Andy Seaborne wrote:
On 03/03/11 18:09, Paolo Castagna wrote:
Hi,
we have noticed a high CPU usage when a client send a SPARQL query
which returns a large result set and the client goes away when we
are streaming back the response.
I think I might have found the reason why the high CPU usage persist
even after the client went away.
We use ResultSetFormatter.outputAsXML(OutputStream outStream,
ResultSet qresults) which is then using IndentedWriter:
java.io.IOException.<init>(String)
simple.http.MonitoredOutputStream.ensureOpen()
simple.http.MonitoredOutputStream.write(byte[], int, int)
simple.http.ResponseStream.write(byte[], int, int)
java.io.PrintWriter.write(int)
org.openjena.atlas.io.IndentedWriter.write(char)
org.openjena.atlas.io.IndentedWriter.padInt()
org.openjena.atlas.io.IndentedWriter.lineStart()
org.openjena.atlas.io.IndentedWriter.printOneChar(char)
org.openjena.atlas.io.IndentedWriter.print(Object)
org.openjena.atlas.io.IndentedWriter.println(Object)
com.hp.hpl.jena.sparql.resultset.XMLOutputResultSet.printResource(Resource)
com.hp.hpl.jena.sparql.resultset.XMLOutputResultSet.printBindingValue(RDFNode)
com.hp.hpl.jena.sparql.resultset.XMLOutputResultSet.binding(String,
RDFNode)
com.hp.hpl.jena.sparql.resultset.ResultSetApply.apply()
com.hp.hpl.jena.sparql.resultset.XMLOutput.format(OutputStream,
ResultSet)
com.hp.hpl.jena.query.ResultSetFormatter.outputAsXML(OutputStream,
ResultSet, String)
com.hp.hpl.jena.query.ResultSetFormatter.outputAsXML(OutputStream,
ResultSet)
If an IOException is generated, for example, because the client which
we were streaming the response to went away, the exception is swallowed
by the write method in IndentedWriter:
private void write(char ch)
{ try { out.write(ch) ; } catch (IOException ex) {} }
The problem does not depend on the particular web framework used.

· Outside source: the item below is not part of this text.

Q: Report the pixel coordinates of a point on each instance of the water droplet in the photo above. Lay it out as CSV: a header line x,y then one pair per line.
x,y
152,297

It's high CPU usage because, while the underlying stream exists, there
is I/O going on - remove the I/O and you get no brake on the output and
it's taking a lot of exceptions at a point when normal very little is
done. A CPU loop.
It could throw an (ARQ type) exception. i.e. a RuntimeException. The
stack of checked IOExceptions is fine in theory but I find checked
exceptions don't really work out in practice for error handling. OK,
and sensible, for alternative return modelling, but then the catcher is
the immediate caller. For errors, the catcher might be many levels up
the stack and so every method merely adds "throws IOEXception" which
devalues the whole point of the declaration.
Related: IndentedWriter uses a PrintWriter to warp the OutputStream.
There is (for UTF-8 only) a hopefully optimized BufferingWriter in
Atlas. It might be faster and in a way that shows up in system
performance.
Both changes made.
If you could, could you try the SVN dev version? It will throw a
runtime exception, wrapping the IOException.
Problem fixed.
Query, client goes away while we are streaming back results, CPU comes
back to idle immediately.
Thanks,
Paolo
I think Fuseki is affected by the same problem, but I have not time to
replicate
it with Fuseki yet.
It will be as it just uses ResultSetFormatter.
Am I missing something here?
No - good to fix this.
Andy
Thank you,
Paolo